Die Worte trafen Harry unerwartet, und für einen Moment standen sie sich einfach nur gegenüber, während die Stille des Korridors von einer unterschwelligen Spannung durchzogen wurde. Harry wusste nicht, ob er antworten sollte, doch bevor er es konnte, schüttelte Draco den Kopf und wandte sich zum Gehen.

„Draco." sagte Harry leise, und das bloße Sprechen seines Vornamens ließ den anderen Schüler innehalten.

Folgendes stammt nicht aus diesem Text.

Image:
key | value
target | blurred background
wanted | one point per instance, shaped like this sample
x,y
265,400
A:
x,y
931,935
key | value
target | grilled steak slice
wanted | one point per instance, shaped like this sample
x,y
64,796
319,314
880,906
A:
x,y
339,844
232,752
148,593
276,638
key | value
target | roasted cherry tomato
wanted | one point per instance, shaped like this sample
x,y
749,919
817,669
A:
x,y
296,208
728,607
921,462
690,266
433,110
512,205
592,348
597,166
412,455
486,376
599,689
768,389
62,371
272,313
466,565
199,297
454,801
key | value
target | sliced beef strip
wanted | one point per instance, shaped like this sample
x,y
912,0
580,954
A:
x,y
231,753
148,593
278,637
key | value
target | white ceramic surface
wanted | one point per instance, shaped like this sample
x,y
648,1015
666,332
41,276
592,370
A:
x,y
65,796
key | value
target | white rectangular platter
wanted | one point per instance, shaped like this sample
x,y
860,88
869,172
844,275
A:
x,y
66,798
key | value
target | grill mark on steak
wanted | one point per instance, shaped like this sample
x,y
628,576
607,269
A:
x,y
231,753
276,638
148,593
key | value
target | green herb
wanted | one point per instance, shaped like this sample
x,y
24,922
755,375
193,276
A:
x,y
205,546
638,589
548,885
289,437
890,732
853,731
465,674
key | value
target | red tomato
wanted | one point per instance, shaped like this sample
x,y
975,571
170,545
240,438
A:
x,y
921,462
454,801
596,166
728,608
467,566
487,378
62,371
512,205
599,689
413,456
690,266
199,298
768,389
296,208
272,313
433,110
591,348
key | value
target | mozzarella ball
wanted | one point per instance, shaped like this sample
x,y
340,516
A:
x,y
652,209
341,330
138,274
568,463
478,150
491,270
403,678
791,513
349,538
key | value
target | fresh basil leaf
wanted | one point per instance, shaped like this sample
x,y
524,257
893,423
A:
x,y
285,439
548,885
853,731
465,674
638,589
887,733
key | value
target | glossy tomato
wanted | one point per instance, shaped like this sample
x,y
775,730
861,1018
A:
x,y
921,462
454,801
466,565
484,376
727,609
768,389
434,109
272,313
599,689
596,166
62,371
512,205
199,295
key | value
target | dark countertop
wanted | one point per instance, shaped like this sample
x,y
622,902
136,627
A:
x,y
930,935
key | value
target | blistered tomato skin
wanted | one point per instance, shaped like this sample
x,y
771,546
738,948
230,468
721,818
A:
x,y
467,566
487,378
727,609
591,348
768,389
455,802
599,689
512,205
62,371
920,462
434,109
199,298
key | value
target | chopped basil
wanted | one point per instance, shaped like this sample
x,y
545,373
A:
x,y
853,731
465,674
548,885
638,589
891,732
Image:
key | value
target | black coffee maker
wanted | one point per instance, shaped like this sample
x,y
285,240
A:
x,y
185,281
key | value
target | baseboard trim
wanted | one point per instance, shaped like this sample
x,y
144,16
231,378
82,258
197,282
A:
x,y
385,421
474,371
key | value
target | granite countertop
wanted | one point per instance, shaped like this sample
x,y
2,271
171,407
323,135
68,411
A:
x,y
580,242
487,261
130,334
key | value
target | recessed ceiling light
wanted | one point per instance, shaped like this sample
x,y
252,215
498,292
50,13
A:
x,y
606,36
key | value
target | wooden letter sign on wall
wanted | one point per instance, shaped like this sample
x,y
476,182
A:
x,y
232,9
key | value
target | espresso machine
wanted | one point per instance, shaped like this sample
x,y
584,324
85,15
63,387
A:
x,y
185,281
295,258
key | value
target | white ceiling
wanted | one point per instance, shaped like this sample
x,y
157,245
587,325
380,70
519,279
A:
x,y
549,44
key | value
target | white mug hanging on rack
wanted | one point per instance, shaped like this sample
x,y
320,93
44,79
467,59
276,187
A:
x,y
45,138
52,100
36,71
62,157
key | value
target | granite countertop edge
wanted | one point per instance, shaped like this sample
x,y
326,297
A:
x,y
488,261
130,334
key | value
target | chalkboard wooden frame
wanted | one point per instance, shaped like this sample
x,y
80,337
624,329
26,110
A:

„Was, Potter?" fragte Draco, ohne sich umzudrehen.

„Vielleicht bist du auch interessanter, als ich gedacht hätte." murmelte Harry, seine Stimme kaum mehr als ein Flüstern.

Draco drehte sich nicht um, aber Harry konnte sehen, wie seine Schultern sich ein wenig entspannten. Ohne ein weiteres Wort ging Draco den Flur hinunter, und Harry blieb allein zurück, unsicher, was dieser Moment bedeutete, aber mit einem seltsamen Kribbeln im Bauch, das er nicht ignorieren konnte.